Ты ни разу ко мне не приехал. Ох, уж эта твоя лень...или страх… или инстинкт самосохранения… Все ссылался на отсутствие презренного металла, на непредвиденные расходы, разрушающе сказывающиеся на долговременных намерениях.

Накопить деньги на поездку к тебе – дело бесперспективное. Я тружусь не на той ниве. Работа для меня удовольствие, а, как ты знаешь, за удовольствие много не платят.

И обнимаю тебя, и целую, но…

О том, что тебя больше нет, я узнала от твоей сестры. Это случилось за несколько дней до Нового года.
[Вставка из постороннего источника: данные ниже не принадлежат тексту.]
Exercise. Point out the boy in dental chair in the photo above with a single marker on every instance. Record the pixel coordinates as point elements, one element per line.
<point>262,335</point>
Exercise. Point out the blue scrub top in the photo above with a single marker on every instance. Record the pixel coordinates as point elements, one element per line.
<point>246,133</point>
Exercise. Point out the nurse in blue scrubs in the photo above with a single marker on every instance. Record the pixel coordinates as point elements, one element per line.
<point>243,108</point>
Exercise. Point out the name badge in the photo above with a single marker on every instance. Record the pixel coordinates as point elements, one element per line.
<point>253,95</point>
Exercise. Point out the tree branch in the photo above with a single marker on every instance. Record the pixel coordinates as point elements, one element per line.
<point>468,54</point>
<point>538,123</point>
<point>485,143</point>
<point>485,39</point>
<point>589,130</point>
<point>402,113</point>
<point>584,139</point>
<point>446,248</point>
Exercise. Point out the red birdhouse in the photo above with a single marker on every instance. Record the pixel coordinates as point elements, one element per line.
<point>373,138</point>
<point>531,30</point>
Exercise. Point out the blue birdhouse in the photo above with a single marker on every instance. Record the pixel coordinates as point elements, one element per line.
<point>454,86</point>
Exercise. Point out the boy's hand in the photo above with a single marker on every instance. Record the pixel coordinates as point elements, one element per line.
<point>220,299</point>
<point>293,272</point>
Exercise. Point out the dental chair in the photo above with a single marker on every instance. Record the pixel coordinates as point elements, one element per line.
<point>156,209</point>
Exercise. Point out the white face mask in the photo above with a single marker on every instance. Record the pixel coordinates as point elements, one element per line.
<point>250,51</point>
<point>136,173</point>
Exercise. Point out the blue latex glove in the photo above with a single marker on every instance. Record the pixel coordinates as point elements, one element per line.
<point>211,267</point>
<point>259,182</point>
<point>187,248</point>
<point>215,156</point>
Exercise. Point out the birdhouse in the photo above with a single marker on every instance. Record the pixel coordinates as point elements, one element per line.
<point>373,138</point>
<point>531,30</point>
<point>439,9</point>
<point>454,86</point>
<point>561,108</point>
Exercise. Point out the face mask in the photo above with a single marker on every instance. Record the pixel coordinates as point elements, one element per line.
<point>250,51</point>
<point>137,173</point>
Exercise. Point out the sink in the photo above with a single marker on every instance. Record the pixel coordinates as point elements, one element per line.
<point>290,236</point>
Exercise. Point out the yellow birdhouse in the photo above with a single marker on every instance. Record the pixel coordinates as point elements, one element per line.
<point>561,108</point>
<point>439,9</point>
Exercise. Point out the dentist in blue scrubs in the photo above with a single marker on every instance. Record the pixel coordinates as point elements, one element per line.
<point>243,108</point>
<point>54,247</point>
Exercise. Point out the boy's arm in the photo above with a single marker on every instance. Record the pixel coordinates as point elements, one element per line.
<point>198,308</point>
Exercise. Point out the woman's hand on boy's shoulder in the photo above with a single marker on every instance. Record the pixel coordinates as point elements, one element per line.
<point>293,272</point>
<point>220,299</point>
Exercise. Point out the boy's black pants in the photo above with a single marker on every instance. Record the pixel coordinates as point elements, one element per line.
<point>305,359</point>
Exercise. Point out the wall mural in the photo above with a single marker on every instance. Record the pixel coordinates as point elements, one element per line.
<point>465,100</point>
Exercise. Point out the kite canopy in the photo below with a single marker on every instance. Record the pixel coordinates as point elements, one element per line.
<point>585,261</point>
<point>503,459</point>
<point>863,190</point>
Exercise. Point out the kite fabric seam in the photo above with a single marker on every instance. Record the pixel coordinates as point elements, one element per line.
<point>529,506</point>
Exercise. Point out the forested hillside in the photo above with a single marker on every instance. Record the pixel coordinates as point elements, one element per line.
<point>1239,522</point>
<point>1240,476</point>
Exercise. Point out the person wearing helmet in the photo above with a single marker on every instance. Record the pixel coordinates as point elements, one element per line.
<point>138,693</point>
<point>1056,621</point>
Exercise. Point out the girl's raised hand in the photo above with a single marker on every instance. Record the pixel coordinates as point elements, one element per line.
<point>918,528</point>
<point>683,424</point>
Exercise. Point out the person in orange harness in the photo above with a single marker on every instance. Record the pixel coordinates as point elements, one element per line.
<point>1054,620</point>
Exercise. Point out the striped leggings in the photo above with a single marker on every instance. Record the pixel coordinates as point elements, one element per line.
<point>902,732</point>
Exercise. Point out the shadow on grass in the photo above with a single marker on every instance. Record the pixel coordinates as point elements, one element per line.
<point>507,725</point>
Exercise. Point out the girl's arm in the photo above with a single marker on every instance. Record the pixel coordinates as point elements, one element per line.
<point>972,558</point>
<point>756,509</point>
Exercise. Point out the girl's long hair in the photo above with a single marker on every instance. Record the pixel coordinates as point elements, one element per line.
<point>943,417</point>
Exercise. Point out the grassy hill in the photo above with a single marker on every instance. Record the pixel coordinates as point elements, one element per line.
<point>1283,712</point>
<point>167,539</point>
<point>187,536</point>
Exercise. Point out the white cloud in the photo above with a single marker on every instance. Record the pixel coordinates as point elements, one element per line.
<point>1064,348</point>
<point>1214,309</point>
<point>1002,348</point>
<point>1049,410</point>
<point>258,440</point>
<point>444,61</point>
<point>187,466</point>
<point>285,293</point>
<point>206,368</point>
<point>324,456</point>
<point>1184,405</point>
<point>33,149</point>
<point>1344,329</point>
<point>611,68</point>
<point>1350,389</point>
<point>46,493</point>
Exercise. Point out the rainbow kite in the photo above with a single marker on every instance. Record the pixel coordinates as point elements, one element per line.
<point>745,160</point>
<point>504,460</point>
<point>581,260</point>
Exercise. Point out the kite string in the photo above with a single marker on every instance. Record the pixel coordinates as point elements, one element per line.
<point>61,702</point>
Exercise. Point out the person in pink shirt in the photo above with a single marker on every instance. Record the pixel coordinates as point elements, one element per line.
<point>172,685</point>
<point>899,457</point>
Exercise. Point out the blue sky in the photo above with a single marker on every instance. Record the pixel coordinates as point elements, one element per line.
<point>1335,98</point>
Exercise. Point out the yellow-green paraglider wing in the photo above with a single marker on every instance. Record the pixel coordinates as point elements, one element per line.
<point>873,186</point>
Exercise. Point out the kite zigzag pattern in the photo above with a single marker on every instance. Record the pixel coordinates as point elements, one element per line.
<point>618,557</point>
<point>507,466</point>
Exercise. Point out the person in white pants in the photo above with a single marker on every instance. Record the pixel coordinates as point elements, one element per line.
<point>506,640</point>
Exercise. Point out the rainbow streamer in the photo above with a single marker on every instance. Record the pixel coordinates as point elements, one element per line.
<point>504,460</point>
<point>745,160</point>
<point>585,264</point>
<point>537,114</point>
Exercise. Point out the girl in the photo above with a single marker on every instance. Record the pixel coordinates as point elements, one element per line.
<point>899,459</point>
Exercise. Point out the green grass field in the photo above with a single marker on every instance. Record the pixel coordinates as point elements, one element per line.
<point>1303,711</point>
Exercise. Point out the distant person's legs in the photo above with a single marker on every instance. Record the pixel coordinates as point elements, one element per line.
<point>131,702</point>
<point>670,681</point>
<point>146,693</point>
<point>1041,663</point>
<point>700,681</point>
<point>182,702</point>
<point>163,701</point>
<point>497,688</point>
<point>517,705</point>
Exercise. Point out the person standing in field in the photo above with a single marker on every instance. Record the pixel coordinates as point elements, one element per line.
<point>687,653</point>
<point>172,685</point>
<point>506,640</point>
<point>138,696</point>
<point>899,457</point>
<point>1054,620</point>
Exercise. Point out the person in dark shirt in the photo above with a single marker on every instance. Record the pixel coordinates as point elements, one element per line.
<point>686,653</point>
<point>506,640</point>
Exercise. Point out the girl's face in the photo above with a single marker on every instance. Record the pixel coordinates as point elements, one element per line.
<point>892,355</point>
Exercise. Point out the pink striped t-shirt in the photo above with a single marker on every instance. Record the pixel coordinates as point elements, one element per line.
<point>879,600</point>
Две скупые строчки неожиданного сообщения резанули остро, как бритвой. И вся моя любовь и боль, и чувство вины, и невосполнимость потери, и всё-всё, что столько лет безмолвно наполняло мою жизнь, вырвалось воплем непоправимого отчаяния.

Каждый Новый год мне радостен и грустен одновременно. Эта двойственность восприятия обусловлена обновлением старых надежд и сокращением числа костяшек на тех счетах, которые называются «моя жизнь». Уповаю на одно, что светлых остается больше, чем темных. (Хотя с моей стороны это нахальство)

Поздравляю тебя с самым Новым годом в мире.

Пусть минуют тебя стороной печали и горести. Не утомительны будут труды. Желаю детям твоим постигать мир без ущерба для себя. Пусть светятся твои глаза тихой радостью, а благорасположение окружающих не оставляет тебя. Господи, почти молитва… 

В далекой, полупризрачной стране,
В спускающихся сумерках морозных
Две сросшиеся тени на стене,
Чай на столе и блюдечко с пирожным.

И ненатужный тихий разговор,
Текущий плавно, как мурчанье кошки,
В холсте оконном вычерчен узор,
Подтаявший и сбившийся немножко.

Снаружи, с опустевшего двора,
Звук раздается нервно-жестковатый.
И фонари ожили до утра,
И бодрый дворник снег скребет лопатой.

Из легкой ткани мягкий абажур
Склоняется поникшей головою.
Вот-вот и я смогу, и вслух скажу,
Зачем я здесь сейчас вдвоем с тобою.

Живая, словно выдох на стекле,
Любимая, как ветер парусами,
Я плачу первый раз за много лет
Над той судьбой, что выбрали мы сами.